The TA-35 … extended its increase in the past 12 months to 15%. The benchmark is mostly composed of financial, health care and real estate companies, and Israel’s is the only equity market in the Middle East classified as developed by major index compilers.
……. A combination of low interests rate and optimism over economic growth is helping stocks, analysts said.
Eyal Dabby is the head of equity research at Bank Leumi Le-Israel in Tel Aviv.
GDP is expected to grow above 3%, and inflation is very low. Unemployment is also at the lowest level. It is a strong economy with fair pricing and very low interest rates. The combination of all these parameters is supportive for the equity market…..It is difficult to predict what will be the exact market performance in 2020, but if nothing special happens, especially in the U.S., to which the Israeli market is highly correlated, the equity market could continue to deliver between 8%-10% gains on average.

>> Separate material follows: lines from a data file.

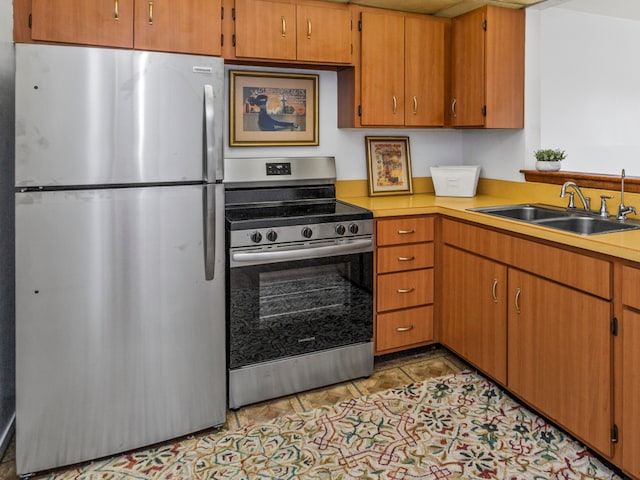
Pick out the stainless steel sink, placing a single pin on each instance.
(587, 225)
(574, 221)
(526, 213)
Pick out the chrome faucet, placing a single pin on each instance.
(586, 202)
(624, 210)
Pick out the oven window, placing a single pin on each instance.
(290, 308)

These statements come on the back of a very strong year for the high-tech sector in Israel.
The total value of Israeli exits in 2019 reached $21.7 billion in 138 deals including the $6.9 billion acquisition of Mellanox by Nvidia, which is still subject to closing. This figure is up sharply from $12.6 billion in 2018. The total value of exits of up to $5 billion in 2019 was the highest ever, with $14.84 billion in 2019, compared with $12.63 billion in 2018.
Now imagine if there had been a stable and effective government in power for the past 18 months. Would that have improved things even further?